The following presents a solution to the small challenge posted by Ente on his blog.

Code inspection

The first step in any endeavour, is to look at what we've got. Luckily, we're provided with the full source code of the program, from which we learn the following important facts:

  • The encryption used is (essentially) a Vigenere Cipher;
  • the key length is provided (denoted by the PAD_LENGTH variable);
  • the encrypted data is base64 encoded

In order to break this scheme, we essentially do the following

  • Break the Cipher text into PAD_LENGTH chunks such that a byte in chunk i was encoded with key-byte i.
  • For every byte in some chunk, try an decrypt it every possible key-byte (there's only 255 of them), and see if the result is a valid base64 character; if it is, store the key-byte.

Acquiring a Ciphertext

We acquire a piece of Ciphertext by connecting to duckpond.ch on port 8888 with netcat:

nc duckpond.ch 8888 > ciphertext


A small python program was written (see somecode.py) which handles decryption. The relevant functions are split_ct and find_pad, corresponding to the first, respectively second, point mentioned earlier. When done, find_pad will write the key to a file called key (granted, in a somewhat stupid format, but whatever). The key is written to a file because its big (more precisely 100kB), and because it might have happened that we for some block, got two key-bytes which both produce valid base64 data (i.e., both are valid key-bytes, as far as find_pad is concerned).

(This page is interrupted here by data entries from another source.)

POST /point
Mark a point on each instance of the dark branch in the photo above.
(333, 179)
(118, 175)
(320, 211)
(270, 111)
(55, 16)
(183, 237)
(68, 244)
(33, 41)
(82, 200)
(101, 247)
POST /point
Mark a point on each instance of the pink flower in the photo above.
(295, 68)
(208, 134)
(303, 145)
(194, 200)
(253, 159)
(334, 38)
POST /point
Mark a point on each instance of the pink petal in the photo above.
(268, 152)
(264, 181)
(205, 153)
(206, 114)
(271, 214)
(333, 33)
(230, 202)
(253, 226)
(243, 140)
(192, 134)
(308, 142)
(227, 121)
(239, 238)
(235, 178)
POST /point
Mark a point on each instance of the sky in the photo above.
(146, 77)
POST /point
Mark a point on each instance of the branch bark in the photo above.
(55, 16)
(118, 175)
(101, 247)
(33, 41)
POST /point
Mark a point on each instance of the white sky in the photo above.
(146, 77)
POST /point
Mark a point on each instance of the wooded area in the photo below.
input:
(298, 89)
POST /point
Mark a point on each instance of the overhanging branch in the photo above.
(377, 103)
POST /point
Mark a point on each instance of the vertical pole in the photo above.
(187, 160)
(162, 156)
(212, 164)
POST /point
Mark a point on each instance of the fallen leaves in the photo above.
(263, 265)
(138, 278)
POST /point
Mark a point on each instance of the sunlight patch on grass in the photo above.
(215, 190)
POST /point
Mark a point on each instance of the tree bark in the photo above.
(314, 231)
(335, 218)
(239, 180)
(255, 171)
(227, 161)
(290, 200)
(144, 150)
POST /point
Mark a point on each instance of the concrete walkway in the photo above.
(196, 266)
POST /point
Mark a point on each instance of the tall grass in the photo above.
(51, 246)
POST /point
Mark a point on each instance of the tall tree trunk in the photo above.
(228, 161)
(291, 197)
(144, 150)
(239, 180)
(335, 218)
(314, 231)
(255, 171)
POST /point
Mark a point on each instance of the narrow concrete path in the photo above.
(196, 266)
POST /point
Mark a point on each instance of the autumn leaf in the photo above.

We can read the key back and the encrypted data, and decrypt it with an elegant python one-liner:

p = ''.join([chr(f[i] ^ k[i][0]) for i in range(PAD_LEN)])

The encoded image will be repeated a lot of times in the decrypted text. We can extract the image with

grep -o '^[a-zA-Z0-9][^=]*==' decryptedtext | base64 -d > qrcode.png

(The encoding contains two padding chars, which is the reason for the last two =).

Finally, to actually read the QR code, we can use a tool such as zbar


That was a fun challenge. I'm sure someone smarter, or more python savvy, than me would be able to find the key faster. Finding all 100kB probably took around 10-20 minutes.

Thanks to Ente for the fun challenge and the 0.0131583 BTC.